We are looking for a Senior Python / AI API Engineer to build and deploy production-grade services powering Large Language Model (LLM) applications. This role focuses on developing high-performance APIs for model inference, optimizing GPU workloads, and deploying AI services in cloud environments.
This is an engineering-focused role, not research. We are looking for someone who has built and shipped AI systems into production and understands the challenges of scalable inference and model serving.

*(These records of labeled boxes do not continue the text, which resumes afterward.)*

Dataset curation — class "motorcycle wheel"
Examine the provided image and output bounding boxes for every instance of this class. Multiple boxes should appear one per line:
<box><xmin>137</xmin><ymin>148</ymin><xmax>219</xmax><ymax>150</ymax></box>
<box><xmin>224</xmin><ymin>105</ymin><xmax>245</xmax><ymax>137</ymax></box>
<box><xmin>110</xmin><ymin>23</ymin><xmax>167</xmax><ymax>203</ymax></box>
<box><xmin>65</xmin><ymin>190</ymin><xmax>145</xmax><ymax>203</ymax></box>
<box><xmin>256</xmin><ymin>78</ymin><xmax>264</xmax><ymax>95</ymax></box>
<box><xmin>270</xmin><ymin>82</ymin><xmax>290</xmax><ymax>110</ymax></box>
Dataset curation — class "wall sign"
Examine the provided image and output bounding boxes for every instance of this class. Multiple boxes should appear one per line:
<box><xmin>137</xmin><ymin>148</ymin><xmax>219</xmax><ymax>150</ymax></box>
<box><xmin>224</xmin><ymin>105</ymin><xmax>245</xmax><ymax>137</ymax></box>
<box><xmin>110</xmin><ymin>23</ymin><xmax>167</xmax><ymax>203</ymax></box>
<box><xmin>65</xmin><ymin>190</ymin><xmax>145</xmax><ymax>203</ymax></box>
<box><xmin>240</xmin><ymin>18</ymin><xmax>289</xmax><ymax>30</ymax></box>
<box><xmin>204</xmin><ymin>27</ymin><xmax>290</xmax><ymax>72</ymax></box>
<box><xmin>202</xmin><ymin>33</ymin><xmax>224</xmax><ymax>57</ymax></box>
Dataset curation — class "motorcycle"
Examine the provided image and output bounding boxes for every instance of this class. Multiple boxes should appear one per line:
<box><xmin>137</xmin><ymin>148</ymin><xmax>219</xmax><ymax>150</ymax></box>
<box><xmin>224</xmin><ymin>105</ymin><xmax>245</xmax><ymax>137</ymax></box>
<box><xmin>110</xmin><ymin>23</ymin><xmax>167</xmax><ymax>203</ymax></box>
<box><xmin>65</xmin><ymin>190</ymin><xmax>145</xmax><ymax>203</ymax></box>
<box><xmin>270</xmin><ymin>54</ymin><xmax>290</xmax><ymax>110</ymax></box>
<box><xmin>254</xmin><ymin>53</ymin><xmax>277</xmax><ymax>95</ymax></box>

Key Responsibilities - Develop high-performance APIs using Python (3.10+) and FastAPI
- Build and deploy LLM inference services using HuggingFace Transformers and PyTorch
- Optimize GPU workloads and CUDA memory usage
- Implement streaming inference APIs for real-time model responses
- Containerize and deploy services using Docker and GPU-enabled infrastructure
- Deploy AI workloads in Azure environments (AKS, ACI, or Container Apps)
Required Skills - Strong Python development experience (3.10+)
- Hands-on experience building production APIs with FastAPI
- Experience with HuggingFace Transformers and PyTorch
- Solid understanding of REST API design
- Experience deploying containerized applications with Docker
Nice to Have - Experience with OpenAI-compatible APIs, vLLM, or Text Generation Inference (TGI)
- Experience deploying AI workloads on Azure GPU infrastructure
- Familiarity with LoRA / PEFT fine-tuning
- Exposure to legal or financial NLP use cases
Ideal Candidate: A hands-on engineer who understands how LLM systems run in production-from model loading and tokenization to GPU deployment and scalable APIs.